The magic was unattached to either Constantine or to me, but it occasionally reached toward both of us before he could pull it back.

I looked over at Constantine and could see the same thing—but somehow even worse—with magic from far away seeking him out in bursts.

I watched the jagged sky. They were dangerously close to overloading. More so than even I, which was beyond strange. Comparatively, I’d been in a far worse condition when we’d started.

Each of us had already expelled involuntary bits of magic—like the involuntary act of breathing. “Random” patrols had started to inch closer to our location in response to the spikes.

“Are all of us going to blow up when the magic becomes too much?”

Constantine, finished with his food in the way that all boys over the age of thirteen made it disappear, was sketching out something in his long pencil strokes that could later be converted to magic. “Probably. We are too accustomed to intermingled magic. We too often get the sustained pleasure of using each other as outlets in a situation where no other outlet is available.”

We'd had a few of those situations in the last few months, but they'd all been short. Who knew how long we'd be on the run?

Guilt, shame.

In a magic rich environment, they could jettison the magic and use it, recycling their own system with the room wards—but here…

I looked between them.

The tension that had been simmering between them since we'd all started working together had been far lower in the past weeks than when I'd first discovered they were roommates.

But it had never gone.

It was almost a different sort of tension now. Like two broken ends of a string that were alternately trying to reknit or shred the other.

With as drained as I was, I strangely didn’t seem to be in the same imminent danger that they were.

I swallowed and chewed the last bite. “How long are we riding this death trap?”

“For as long as we can manage.”

“This is a good exercise,” Axer said, without looking back. “I work with either no magic or with unlimited resources.

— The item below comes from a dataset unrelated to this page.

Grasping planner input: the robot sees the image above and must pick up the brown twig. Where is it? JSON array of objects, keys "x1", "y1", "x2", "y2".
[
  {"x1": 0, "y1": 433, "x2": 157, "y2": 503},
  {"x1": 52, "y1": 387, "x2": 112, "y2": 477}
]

Having to keep it so close and share it between such thin parameters is a good exercise in control.”

“Control is your drug,” I allowed.

“Don't worry yet,” Axer said. “We’re fine.”

But by the second day of travel it was obvious that they weren't.

We had avoided two caravans and five strike teams by the edges of our fingernails. And the best warrior of the age had needed to do everything he could to hide every part of himself that wanted to fight. He was brimming with enough magic to shadow a sun.

Constantine's magic, on the other hand, looked dark and sick.

Even Axer became tight-lipped when he looked at his roommate’s magic. “If you continue this way, you'll put yourself into a coma.”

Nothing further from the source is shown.